The Kalash, one of the most interesting cultures around the world, is a unique people hailing from three small valleys in the mountains of western Pakistan: Bumburet, Rumboor, and Birir make up the Kalash Valleys.
The Kalash people are unique in multiple ways. Some researchers believe they are descendants of the armies of Alexander the Great; some of his men stayed behind on the Indian subcontinent after his campaign through the region.
Although this is a common claim in Pakistan and India, the Kalash are the only people whose genes show an injection of European DNA around the time of Alexander’s campaign.
The Kalash follow various social customs and rituals. One of them that has been much discussed is the custom of sending menstruating as well as pregnant women to the ‘bashaleni’, a dorm-style building far from the main village.

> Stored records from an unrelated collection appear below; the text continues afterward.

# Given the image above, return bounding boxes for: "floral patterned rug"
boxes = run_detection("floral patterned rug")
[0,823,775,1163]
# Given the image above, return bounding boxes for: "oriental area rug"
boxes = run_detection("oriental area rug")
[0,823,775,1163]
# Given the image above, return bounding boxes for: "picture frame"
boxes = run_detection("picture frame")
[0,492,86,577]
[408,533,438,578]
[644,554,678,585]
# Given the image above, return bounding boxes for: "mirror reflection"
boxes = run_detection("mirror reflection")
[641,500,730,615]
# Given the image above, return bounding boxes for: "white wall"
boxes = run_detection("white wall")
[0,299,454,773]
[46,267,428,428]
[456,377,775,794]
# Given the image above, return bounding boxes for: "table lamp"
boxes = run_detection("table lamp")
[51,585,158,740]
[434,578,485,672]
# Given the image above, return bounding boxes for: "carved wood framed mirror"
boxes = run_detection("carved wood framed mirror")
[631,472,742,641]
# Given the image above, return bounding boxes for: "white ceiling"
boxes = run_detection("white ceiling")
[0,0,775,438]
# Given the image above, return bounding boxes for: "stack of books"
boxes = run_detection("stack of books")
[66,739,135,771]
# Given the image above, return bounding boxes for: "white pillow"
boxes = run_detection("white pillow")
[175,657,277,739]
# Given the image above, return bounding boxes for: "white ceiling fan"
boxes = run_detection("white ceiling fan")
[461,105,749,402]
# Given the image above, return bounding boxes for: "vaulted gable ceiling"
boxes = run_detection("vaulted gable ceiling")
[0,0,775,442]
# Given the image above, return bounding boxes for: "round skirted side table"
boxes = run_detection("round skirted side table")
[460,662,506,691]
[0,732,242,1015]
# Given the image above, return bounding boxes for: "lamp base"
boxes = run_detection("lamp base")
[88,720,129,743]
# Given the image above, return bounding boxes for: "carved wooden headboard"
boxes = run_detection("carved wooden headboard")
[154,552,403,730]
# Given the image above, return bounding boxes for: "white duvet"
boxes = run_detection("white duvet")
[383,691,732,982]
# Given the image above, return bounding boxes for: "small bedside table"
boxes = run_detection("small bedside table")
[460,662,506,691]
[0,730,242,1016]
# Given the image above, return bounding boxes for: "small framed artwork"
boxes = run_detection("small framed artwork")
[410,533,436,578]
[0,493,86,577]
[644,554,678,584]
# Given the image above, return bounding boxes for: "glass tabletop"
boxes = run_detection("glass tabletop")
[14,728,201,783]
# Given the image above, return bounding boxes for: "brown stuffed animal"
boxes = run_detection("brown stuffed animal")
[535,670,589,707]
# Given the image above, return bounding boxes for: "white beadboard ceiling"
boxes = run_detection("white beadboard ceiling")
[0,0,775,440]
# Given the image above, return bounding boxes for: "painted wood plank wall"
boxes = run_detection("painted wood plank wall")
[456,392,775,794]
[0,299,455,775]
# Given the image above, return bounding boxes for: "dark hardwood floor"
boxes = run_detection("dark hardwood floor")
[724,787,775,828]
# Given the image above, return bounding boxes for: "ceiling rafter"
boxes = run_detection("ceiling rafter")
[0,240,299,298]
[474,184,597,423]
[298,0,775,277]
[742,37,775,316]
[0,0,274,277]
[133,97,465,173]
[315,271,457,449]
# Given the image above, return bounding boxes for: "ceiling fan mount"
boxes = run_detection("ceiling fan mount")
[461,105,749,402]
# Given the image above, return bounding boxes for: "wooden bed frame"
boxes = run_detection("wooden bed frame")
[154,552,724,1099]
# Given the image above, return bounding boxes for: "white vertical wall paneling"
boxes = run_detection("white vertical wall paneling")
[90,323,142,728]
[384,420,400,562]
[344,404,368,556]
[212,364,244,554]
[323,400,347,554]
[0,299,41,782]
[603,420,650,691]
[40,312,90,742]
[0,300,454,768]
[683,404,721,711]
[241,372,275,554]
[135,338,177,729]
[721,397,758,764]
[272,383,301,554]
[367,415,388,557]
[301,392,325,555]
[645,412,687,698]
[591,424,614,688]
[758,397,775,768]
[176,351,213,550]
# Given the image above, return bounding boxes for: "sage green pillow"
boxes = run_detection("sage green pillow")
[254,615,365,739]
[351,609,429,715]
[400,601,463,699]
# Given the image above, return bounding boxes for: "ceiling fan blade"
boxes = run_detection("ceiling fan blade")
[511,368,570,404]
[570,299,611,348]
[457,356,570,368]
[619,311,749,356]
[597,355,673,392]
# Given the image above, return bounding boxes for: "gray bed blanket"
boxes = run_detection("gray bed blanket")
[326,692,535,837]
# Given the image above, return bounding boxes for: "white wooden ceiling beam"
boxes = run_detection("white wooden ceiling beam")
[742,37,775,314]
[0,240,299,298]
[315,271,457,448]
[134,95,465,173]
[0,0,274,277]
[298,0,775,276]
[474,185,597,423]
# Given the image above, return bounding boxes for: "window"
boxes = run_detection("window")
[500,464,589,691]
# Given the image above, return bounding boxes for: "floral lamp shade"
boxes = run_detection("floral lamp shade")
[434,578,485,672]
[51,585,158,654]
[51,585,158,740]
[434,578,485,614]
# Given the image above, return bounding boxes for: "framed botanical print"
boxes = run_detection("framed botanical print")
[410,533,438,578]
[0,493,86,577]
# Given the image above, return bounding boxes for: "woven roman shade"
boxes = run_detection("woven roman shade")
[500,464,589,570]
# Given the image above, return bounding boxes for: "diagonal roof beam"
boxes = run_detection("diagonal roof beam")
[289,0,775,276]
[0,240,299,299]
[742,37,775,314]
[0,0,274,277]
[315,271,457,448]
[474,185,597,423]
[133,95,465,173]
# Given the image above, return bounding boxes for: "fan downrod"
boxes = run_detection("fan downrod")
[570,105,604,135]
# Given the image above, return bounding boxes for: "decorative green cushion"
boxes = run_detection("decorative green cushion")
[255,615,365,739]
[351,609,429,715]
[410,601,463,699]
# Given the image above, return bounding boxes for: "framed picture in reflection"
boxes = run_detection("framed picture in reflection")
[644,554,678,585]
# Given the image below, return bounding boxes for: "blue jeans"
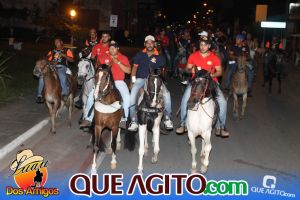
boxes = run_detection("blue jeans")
[83,80,130,121]
[115,80,130,120]
[37,76,44,97]
[246,63,254,89]
[83,88,95,122]
[224,63,237,90]
[37,65,68,96]
[56,65,68,95]
[129,78,172,122]
[180,84,227,128]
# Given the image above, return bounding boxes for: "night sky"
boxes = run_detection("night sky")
[159,0,286,22]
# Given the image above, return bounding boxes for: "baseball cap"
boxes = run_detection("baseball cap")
[145,35,155,42]
[235,34,245,40]
[199,36,210,44]
[109,40,119,48]
[198,31,208,37]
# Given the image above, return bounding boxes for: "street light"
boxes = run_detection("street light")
[70,9,77,18]
[69,9,77,46]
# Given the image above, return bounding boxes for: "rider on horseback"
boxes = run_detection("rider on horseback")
[224,35,254,96]
[80,41,131,128]
[75,28,99,109]
[128,35,173,132]
[176,36,229,137]
[36,37,74,103]
[85,28,99,49]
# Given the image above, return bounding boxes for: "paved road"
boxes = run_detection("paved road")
[0,63,300,198]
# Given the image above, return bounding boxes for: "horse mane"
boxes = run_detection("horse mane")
[195,69,217,99]
[237,55,247,65]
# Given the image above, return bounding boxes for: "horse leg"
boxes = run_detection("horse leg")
[188,130,197,173]
[269,75,273,94]
[240,92,247,119]
[200,130,212,174]
[91,126,102,174]
[68,94,74,128]
[233,93,239,118]
[46,101,56,134]
[117,128,121,150]
[144,130,149,156]
[56,101,65,119]
[152,117,161,163]
[138,124,147,173]
[91,151,98,174]
[277,73,281,94]
[110,125,119,169]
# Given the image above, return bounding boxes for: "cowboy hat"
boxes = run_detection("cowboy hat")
[10,149,44,170]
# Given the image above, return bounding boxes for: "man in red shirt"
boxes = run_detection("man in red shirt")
[80,41,131,129]
[91,31,111,68]
[156,29,173,70]
[36,37,74,103]
[176,36,229,137]
[85,28,99,49]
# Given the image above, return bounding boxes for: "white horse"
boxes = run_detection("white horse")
[186,70,216,173]
[77,51,95,117]
[137,72,165,173]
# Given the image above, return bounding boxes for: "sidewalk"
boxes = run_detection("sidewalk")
[0,94,49,149]
[0,47,139,149]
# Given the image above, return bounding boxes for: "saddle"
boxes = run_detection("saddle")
[95,101,122,114]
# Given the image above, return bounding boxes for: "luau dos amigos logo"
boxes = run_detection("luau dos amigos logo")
[6,149,59,197]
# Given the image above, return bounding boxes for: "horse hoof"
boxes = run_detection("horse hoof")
[144,149,148,156]
[91,168,97,174]
[110,163,117,169]
[151,157,157,164]
[200,166,207,174]
[105,148,112,154]
[117,143,121,150]
[233,112,239,118]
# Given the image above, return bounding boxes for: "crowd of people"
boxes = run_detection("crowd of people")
[37,27,288,137]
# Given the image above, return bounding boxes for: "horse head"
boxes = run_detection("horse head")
[144,68,163,108]
[79,47,92,59]
[77,59,95,85]
[33,58,49,77]
[94,64,113,100]
[188,67,216,108]
[237,54,247,73]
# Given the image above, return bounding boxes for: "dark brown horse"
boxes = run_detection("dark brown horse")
[33,59,76,134]
[92,65,123,173]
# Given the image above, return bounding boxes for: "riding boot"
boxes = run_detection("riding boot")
[75,92,83,109]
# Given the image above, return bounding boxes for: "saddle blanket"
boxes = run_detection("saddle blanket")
[66,67,72,75]
[95,101,122,113]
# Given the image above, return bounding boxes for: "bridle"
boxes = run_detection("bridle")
[94,68,113,101]
[191,78,210,104]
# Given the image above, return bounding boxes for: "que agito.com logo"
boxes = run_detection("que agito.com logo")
[6,149,59,197]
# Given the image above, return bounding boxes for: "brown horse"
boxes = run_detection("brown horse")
[231,55,248,119]
[92,65,123,173]
[33,59,76,134]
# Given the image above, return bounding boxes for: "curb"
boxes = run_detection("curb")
[0,96,79,160]
[0,118,49,159]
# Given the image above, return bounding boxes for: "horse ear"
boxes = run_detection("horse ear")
[194,66,199,74]
[154,68,162,76]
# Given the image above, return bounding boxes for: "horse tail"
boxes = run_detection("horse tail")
[212,100,220,129]
[124,129,136,151]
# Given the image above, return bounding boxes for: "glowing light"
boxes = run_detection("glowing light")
[70,9,77,17]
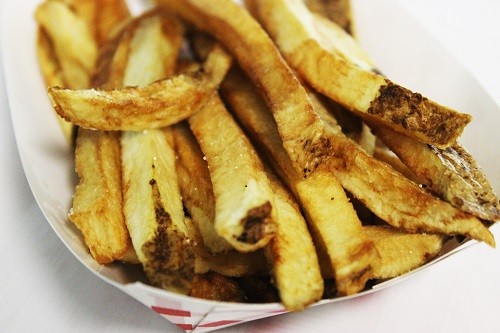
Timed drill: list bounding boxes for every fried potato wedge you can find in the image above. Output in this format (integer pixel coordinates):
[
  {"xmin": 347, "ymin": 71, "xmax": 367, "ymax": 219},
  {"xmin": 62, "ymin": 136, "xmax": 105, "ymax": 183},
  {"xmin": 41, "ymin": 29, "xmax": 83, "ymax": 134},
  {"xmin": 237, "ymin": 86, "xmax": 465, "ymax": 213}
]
[
  {"xmin": 66, "ymin": 0, "xmax": 131, "ymax": 46},
  {"xmin": 246, "ymin": 0, "xmax": 472, "ymax": 148},
  {"xmin": 265, "ymin": 171, "xmax": 323, "ymax": 311},
  {"xmin": 36, "ymin": 28, "xmax": 75, "ymax": 144},
  {"xmin": 156, "ymin": 0, "xmax": 322, "ymax": 172},
  {"xmin": 172, "ymin": 123, "xmax": 232, "ymax": 253},
  {"xmin": 35, "ymin": 0, "xmax": 98, "ymax": 89},
  {"xmin": 373, "ymin": 126, "xmax": 500, "ymax": 221},
  {"xmin": 49, "ymin": 75, "xmax": 214, "ymax": 131},
  {"xmin": 121, "ymin": 129, "xmax": 194, "ymax": 294},
  {"xmin": 69, "ymin": 129, "xmax": 137, "ymax": 264},
  {"xmin": 157, "ymin": 0, "xmax": 495, "ymax": 246},
  {"xmin": 49, "ymin": 39, "xmax": 231, "ymax": 131},
  {"xmin": 304, "ymin": 0, "xmax": 356, "ymax": 35},
  {"xmin": 363, "ymin": 225, "xmax": 445, "ymax": 279},
  {"xmin": 188, "ymin": 94, "xmax": 275, "ymax": 252},
  {"xmin": 221, "ymin": 70, "xmax": 378, "ymax": 295}
]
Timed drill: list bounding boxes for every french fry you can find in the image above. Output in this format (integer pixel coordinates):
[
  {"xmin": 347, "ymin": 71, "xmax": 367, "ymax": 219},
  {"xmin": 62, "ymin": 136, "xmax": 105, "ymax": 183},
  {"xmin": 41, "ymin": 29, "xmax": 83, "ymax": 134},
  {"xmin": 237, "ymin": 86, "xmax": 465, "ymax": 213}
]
[
  {"xmin": 246, "ymin": 0, "xmax": 471, "ymax": 148},
  {"xmin": 265, "ymin": 171, "xmax": 323, "ymax": 311},
  {"xmin": 35, "ymin": 0, "xmax": 98, "ymax": 89},
  {"xmin": 36, "ymin": 28, "xmax": 75, "ymax": 144},
  {"xmin": 221, "ymin": 70, "xmax": 378, "ymax": 295},
  {"xmin": 157, "ymin": 0, "xmax": 495, "ymax": 246},
  {"xmin": 69, "ymin": 129, "xmax": 137, "ymax": 264},
  {"xmin": 156, "ymin": 0, "xmax": 323, "ymax": 173},
  {"xmin": 372, "ymin": 125, "xmax": 500, "ymax": 221},
  {"xmin": 173, "ymin": 124, "xmax": 232, "ymax": 253},
  {"xmin": 120, "ymin": 129, "xmax": 194, "ymax": 294},
  {"xmin": 304, "ymin": 0, "xmax": 355, "ymax": 35},
  {"xmin": 49, "ymin": 36, "xmax": 231, "ymax": 131},
  {"xmin": 63, "ymin": 0, "xmax": 131, "ymax": 46},
  {"xmin": 49, "ymin": 75, "xmax": 214, "ymax": 131},
  {"xmin": 363, "ymin": 226, "xmax": 444, "ymax": 279},
  {"xmin": 188, "ymin": 94, "xmax": 275, "ymax": 252},
  {"xmin": 114, "ymin": 13, "xmax": 195, "ymax": 294}
]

Modern interpreters of culture often refer to it as a form of oppression. But according to Kalash people, it is the women who handle the bulk of everyday work; the time out in the bashaleni is to give the women rest from the daily chores.
The traditions continue even today but have been much influenced by the incursions of modern lifestyle as motorable roads (rough and dusty) have made the remote villages accessible. Shops have opened in the valleys which provide meat and other food items, consumer products, etc.
Electrification has made televisions, mobile phones, and computers accessible. While men of the Kalash community have long adopted Pakistan’s popular dress (shalwar kameez), the women still wear the traditional attire a colorful headgear over their intricately braided hair, a voluminous full-length black robe cinched at the waist, and loads of beaded necklaces.
Apparently, the embroidery seen on the women’s dress is of later vintage. Historically a goat herding and subsistence farming people, the Kalasha are moving towards a cash-based economy whereas previously wealth was measured in livestock and crops.
Tourism now makes up a large portion of the economic activities of the Kalash. To cater to these new visitors, small stores and guest houses have been erected, providing new luxury for visitors of the valleys.
People attempting to enter the valleys have to pay a toll to the Pakistani government, which is used to preserve and care for the Kalash people and their culture.
After building the first jeepable road in the Kalasha valleys in the mid-1970s the people are engaged in other professions like tourism and also joining services like military, police and border force, etc.